Obviously some Java config seems to be broken, but the error message is chinese for me.
Any hints what to check?

When starting openhab via the start-script (start.sh), it works from the same location.
I put everything into /usr/local/opt/openhab

sudo -u _openhab /usr/local/opt/openhab/start.sh

Is there a reason why not using “karaf daemon” on macosx?
On Linux this seems to be the proposed way of running OH3 as a system daemon.

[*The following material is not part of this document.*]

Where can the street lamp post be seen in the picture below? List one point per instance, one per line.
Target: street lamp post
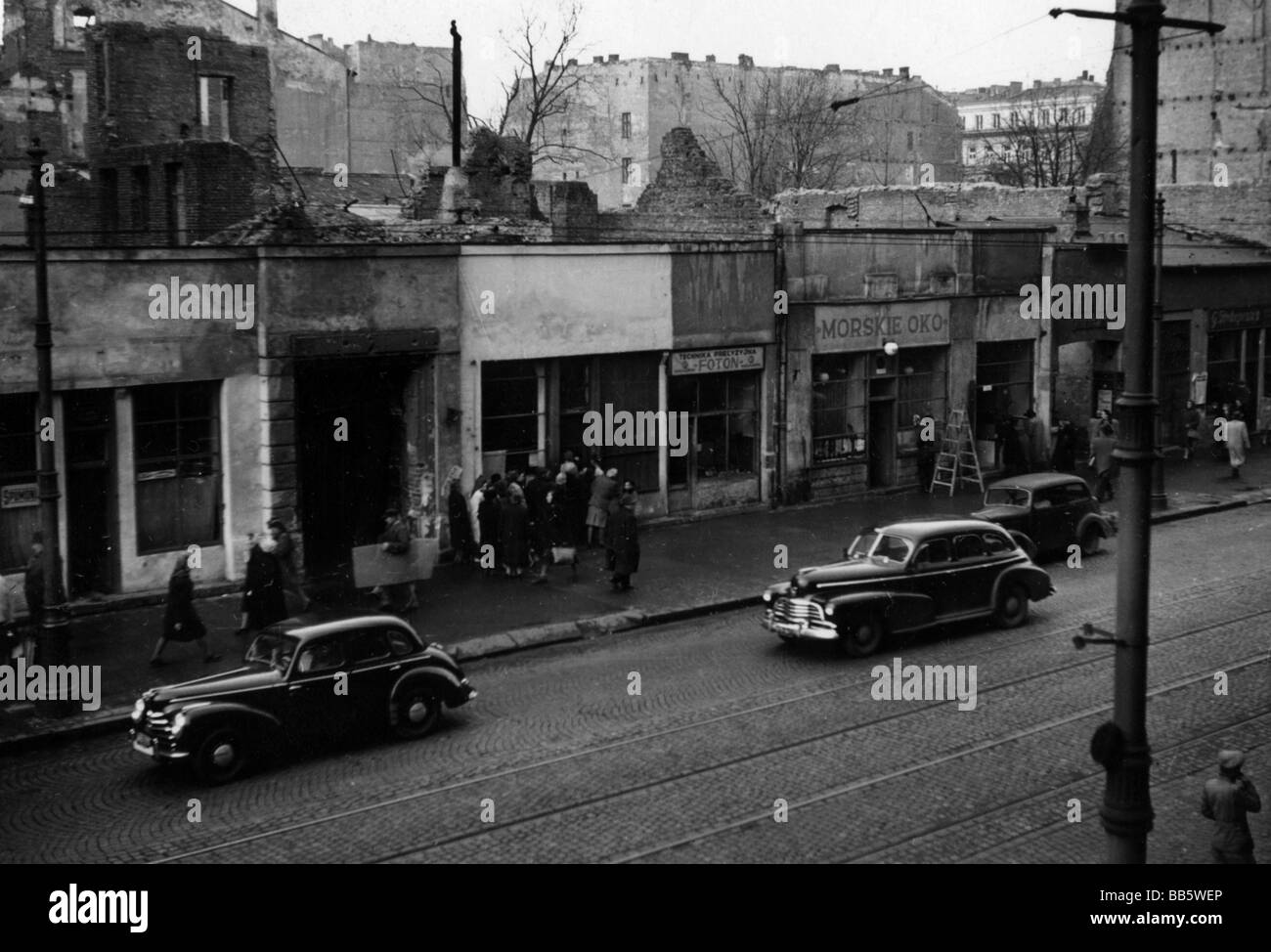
(54, 625)
(1121, 746)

This seems to be caused by the wrapper picking up the non-wrapper JDK args - if you look in openHAB-wrapper.conf file you’ll see a line starting set.JDK_JAVA_OPTIONS=, and it looks like much (all?) of what that specifies is repeated further down in the wrapper.java.additional._n_= lines. If you look at the wrapper output you’ve quoted you can see it’s telling you it picked up the JDK_JAVA_OPTIONS, and it’s then adding on the wrapper options, the net result being that the --patch-module lines occur twice. I’ve simply commented out the JDK_JAVA_OPTIONS line from my own config and it seems to work ok, but I’ll not swear to this being the correct answer.

I have been struggling to get openHAB started automatically on MacOS. Eventually, I got the plist working. But after a few minutes the server would stop. So here is another way to achieve this - although you make “sudo sh” work without having to put in the password:

  1. Run sudo visudo to open the sudoers file
  2. Add a line %admin ALL=(ALL) NOPASSWD: /bin/sh to give all users in the admin group password-less access to sudo sh
  3. Use Applescript:
tell application "Terminal" 
do script "sudo sh /path/openhab/start.sh"
set miniaturized of window 1 to true
end tell
  1. Save as a program.
  2. Put that program as an autostart application into the settings.

That will open a terminal and start openHAB inside of it when the system starts and minimize it so it won’t be in your way.